Au large du Morbihan, sur la minuscule île de Hoedic — à peine deux kilomètres de long, accessible uniquement par bateau depuis Quiberon ou La Turballe —, se dresse l'un des ensembles mégalithiques les plus isolés et les plus émouvants de Bretagne. Le dolmen de la Croix, flanqué d'un menhir surmonté d'une croix chrétienne, incarne à lui seul plusieurs millénaires de continuité spirituelle sur ce bout de terre battue par les vents de l'Atlantique. Ce qui rend ce site authentiquement singulier, c'est précisément cette superposition de sacré : un monument funéraire néolithique, érigé par des peuples de la mer il y a plus de cinq millénaires, cohabite avec un symbole chrétien planté sur son menhir compagnon. Cette pratique de 'christianisation' des mégalithes est typique du grand Ouest breton, mais elle prend ici une dimension particulière par l'isolement insulaire du site, qui lui confère une intensité rarement égalée sur le continent. L'expérience de visite est indissociable du voyage lui-même. Le trajet maritime vers Hoedic — souvent agité en dehors des mois d'été — prépare le visiteur à une confrontation avec la rudesse et la beauté brutes du site. Une fois sur l'île, on gagne les mégalithes à pied, à travers une lande rase où la végétation rase de vent laisse les blocs de granite apparaître soudainement, comme surgis de la terre. Photographes et passionnés de préhistoire y trouveront un cadre exceptionnel, notamment à l'aube ou au crépuscule, lorsque la lumière rasante fait ressortir les surfaces granuleuses des orthostates et que la mer moutonne à l'horizon. Les familles avec enfants curieux y découvriront une manière concrète et saisissante d'appréhender la profondeur de la préhistoire bretonne, loin des foules de Carnac.

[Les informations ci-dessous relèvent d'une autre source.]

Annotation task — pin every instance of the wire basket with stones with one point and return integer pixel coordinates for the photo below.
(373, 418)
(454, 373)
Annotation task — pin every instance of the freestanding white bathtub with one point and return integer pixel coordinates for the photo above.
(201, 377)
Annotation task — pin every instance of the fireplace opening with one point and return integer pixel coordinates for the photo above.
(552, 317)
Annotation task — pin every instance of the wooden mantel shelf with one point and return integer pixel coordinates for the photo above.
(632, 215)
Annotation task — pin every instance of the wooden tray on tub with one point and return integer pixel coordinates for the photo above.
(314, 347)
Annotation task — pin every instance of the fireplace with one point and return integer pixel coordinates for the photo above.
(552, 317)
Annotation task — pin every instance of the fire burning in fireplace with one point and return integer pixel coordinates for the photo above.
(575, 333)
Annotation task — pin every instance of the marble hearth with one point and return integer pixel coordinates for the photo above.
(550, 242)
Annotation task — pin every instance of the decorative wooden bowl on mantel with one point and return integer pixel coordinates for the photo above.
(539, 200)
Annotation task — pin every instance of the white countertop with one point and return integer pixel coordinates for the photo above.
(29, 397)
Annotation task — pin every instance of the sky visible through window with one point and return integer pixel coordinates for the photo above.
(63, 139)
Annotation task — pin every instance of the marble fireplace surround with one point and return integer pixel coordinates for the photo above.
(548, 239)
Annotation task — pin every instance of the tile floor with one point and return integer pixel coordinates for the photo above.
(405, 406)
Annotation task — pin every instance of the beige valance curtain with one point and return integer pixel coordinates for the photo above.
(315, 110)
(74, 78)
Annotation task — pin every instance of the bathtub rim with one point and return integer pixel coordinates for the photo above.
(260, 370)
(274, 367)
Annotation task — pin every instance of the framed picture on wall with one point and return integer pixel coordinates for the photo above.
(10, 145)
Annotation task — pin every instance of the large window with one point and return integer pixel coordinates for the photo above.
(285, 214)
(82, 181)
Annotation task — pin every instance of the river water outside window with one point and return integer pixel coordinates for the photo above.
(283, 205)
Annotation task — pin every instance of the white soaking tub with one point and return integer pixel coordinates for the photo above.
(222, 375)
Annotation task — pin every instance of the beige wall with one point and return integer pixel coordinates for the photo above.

Le dolmen de la Croix appartient au type des sépultures mégalithiques à chambre simple ou à couloir court, caractéristique du Néolithique morbihannais. Il est constitué de plusieurs orthostates — grandes dalles de granite dressées verticalement — formant les parois d'une chambre funéraire, sur lesquelles repose une table de couverture (dalle capstone) en granite local. Le granite utilisé, d'une teinte grise à légèrement rosée selon la luminosité, est issu de la géologie insulaire ou transporté depuis des gisements proches de la côte morbihannaise, témoignant d'une logistique remarquable pour des sociétés sans métal. Le menhir associé, dressé à proximité immédiate du dolmen, est un monolithe de granite brut dont la hauteur originelle est difficile à établir avec précision, mais qui devait atteindre entre deux et quatre mètres dans sa forme initiale — dimensions courantes pour les menhirs isolés du Morbihan. Son sommet tronqué ou taillé reçut la croix chrétienne qui lui vaut aujourd'hui son nom populaire de 'menhir de la Vierge', la croix étant parfois accompagnée d'une figure mariale selon la tradition locale. L'ensemble, sobrement monumental, tire sa puissance non de sa taille — modeste comparée aux grands monuments de Carnac ou de Locmariaquer — mais de son implantation dans un paysage insulaire nu, où les blocs de pierre dialoguent directement avec le ciel et la mer sans obstruction végétale majeure. Cette nudité du site amplifie l'impact visuel des structures et renforce leur caractère sacré et intemporel.